1. Field of the Invention
The present invention relates to a quench detection method and apparatus of a superconductive conductor. More particularly, the present invention relates to the quench detection method and apparatus of a superconducting cable including a superconducting shield covering the superconductive conductor.
2. Description of the Related Art
As for a conventional quench detection method of a superconductive conductor, there is a known method called a bridge method which detects using a quench phenomenon by means of measuring a voltage changing with a quench (superconductor to normal conductor transition). There is a quench detection apparatus, as a superconducting-coil quench detection apparatus using this method, which detects the quench by applying a voltage to serially-connected two superconducting coils (Japanese Patent Laid-Open No. 9-84252).
As shown in FIG. 5, this superconducting-coil quench detection apparatus 100 includes an inverter circuit 108, a smoothing capacitor 109, a breaker 110 and a protective resistance 111, and has a first superconducting coil 101a and a second superconducting coil 101b serially connected thereto. Both the superconducting coils 101a and 101b have a voltage intermittently applied thereto to be excited by a chopper circuit 102, and have circulating current passed through them by a cyclic diode 103 when no voltage is applied. The voltages between terminals of the superconducting coils 101a and 101b are measured by a first voltage measurement amplifier 104a and a second voltage measurement amplifier 104b via voltage waveform shapers 112a and 112b respectively so as to obtain variations of measured values of the voltage measurement amplifiers 104a and 104b with a subtracter 105. And an unbalanced voltage is detected as a variation of a voltage measured value which is an output of the subtracter 105 to detect occurrence of a quench of the superconducting coils 101a and 101b with a counter 106 and a signal generator 107.

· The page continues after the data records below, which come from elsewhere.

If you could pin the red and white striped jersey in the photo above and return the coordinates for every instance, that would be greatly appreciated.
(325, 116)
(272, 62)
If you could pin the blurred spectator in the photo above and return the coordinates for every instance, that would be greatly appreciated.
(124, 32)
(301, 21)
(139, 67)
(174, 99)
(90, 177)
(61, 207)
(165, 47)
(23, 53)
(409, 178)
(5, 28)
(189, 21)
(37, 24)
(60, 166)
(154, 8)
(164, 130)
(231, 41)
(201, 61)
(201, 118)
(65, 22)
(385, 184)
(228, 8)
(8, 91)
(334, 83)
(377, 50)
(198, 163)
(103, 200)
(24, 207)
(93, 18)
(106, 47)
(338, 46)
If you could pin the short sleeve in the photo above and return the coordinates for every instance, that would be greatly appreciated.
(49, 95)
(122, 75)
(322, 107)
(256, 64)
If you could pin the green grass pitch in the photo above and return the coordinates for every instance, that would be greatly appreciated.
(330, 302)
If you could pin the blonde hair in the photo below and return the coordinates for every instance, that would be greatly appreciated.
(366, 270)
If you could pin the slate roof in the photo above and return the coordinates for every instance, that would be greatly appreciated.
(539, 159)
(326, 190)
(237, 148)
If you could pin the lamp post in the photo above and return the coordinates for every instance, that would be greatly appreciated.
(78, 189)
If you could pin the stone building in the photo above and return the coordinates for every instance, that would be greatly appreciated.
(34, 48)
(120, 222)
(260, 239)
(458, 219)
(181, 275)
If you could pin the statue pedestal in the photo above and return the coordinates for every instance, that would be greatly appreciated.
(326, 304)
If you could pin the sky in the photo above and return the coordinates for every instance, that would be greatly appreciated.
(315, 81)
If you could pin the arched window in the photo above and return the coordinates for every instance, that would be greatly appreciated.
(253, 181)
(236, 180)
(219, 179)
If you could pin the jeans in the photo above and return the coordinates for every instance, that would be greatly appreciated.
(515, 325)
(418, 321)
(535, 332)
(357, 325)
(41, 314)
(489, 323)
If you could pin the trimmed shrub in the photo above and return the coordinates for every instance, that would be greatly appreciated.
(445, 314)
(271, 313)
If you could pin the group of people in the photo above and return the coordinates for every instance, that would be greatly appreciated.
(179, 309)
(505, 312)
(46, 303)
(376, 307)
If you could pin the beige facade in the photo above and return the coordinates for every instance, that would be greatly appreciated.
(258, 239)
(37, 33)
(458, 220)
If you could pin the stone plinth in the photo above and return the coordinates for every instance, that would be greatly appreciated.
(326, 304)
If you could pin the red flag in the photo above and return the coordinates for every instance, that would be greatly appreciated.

As for an actual transmission system, however, a transmission voltage is as high as several hundred thousand volts or even higher as the case may be. Therefore, it is very difficult to measure electric power by a method of electrically connecting to the superconductive conductor. It is not desirable, from a viewpoint of preventing an accident, to detect a quench in the transmission system by a method requiring an electrical connection. Furthermore, in the actual transmission system, an amount of power consumption by a consumer fluctuates constantly so that a change in power in association with the quench is hidden therein. Therefore, it is not possible to measure transmission power directly and detect the quench of the superconductive conductor in a superconducting cable from its fluctuation. From these points, it is not adequate, in the actual transmission system, to use the quench detection method of measuring the transmission power by electrically connecting to the superconductive conductor in the superconducting cable.
Because of the above-mentioned problems, there is a conventional quench detection method targeting a transmission apparatus for the voltage of several hundred volts or so while there is none targeting transmission system facilities for a high voltage of several hundred thousand volts or an extra-high voltage of a million volts or so.